08:27 AM EDT, 04/11/2025 (MT Newswires) -- Bank of Canada will publish its policy statement on Wednesday at 9:45 a.m. ET, noted RBC
The BoC was a reluctant cutter in March, relying on downbeat sentiment and uncertainty -- amid strong fundamentals that argued for a hold -- to provide an insurance cut to ease the expected pain, said the bank. With downside global growth risks more elevated than last month -- larger United States tariffs than expected, excluding North America trading partners -- the path of least resistance might be the same approach.
RBC's conviction of 55% isn't particularly high, even though the growth/inflation mix is arguably more favorable for another cut compared with the March meeting. The bank's hesitancy in a higher conviction cut call revolves around the difficult balancing act of basing policy on an uncertain tariff duration and magnitude when rates have already been lowered substantially and core inflation remains sticky.
It's largely irrelevant what the BoC does next week, stated the bank. The BoC is almost done cutting and the market is pricing not many more. If it stops, pauses, or cuts, bond yields/swap curve -- which have been linked to terminal -- probably won't move much.
Canada has escaped a full direct tariff assault. RBC Economics estimates the current set of tariffs -- factoring in USMCA-compliant goods and U.S. content in finished vehicles -- only amounts to 3.5%. Retaliation is proportionally minimal.
The direct growth/inflation impacts are small. The second-round effects are now in focus -- U.S./global growth slowdown, importing inflation via the global supply chain, and tariff/trade uncertainty weighing on consumer/businesses. Growth concerns probably outweigh inflationary ones, with tariff hostility more forcefully directed to other countries. The challenging aspect for monetary policy is that while the delta on growth is down -- even if tariffs rolled back soon -- the magnitude is uncertain.

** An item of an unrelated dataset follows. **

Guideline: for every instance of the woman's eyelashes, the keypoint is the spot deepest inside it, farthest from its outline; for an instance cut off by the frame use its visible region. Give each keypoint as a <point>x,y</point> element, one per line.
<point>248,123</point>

Like March, the BoC meeting will need to weigh current/past fundamentals against risk factors of unknown magnitude, added the bank. The BoC seemed uncomfortable providing an insurance cut at the last meeting, so maybe it isn't inclined to provide another, especially with uncomfortably sticky core inflation.
But since the last meeting, the marginal change in the holistic information set is negative -- soft/qualitative data (BOS, CFIB), some recent hard data (employment and housing), and future growth risks (unknown magnitude) should alter the output gap assessment.
Alongside public optics and how the BoC weighted these factors at the March meeting, this should tilt the balance to another insurance cut. Canada faces a less challenging and complex growth/inflation trade-off than the U.S., but it's still a difficult one to navigate from the current policy rate level.
No change for now to RBC's 2.25% terminal rate assumption. Even with heightened secondary growth risks from U.S. tariffs on a wide swath of global trading partners, the risk of only one more cut -- or a hold and no additional cuts -- in the cycle is greater than three cuts with the bank's modal assumptions remaining at two cuts.
Once the BoC stops, the bar to restarting the cycle is high, according to RBC. Even a large direct tariff hit wouldn't have resulted in terminal being lower than otherwise because it would be likely that fiscal policy would fill the growth gap. The logic still broadly holds in the context of indirect spillover effects instead of a direct tariff impact.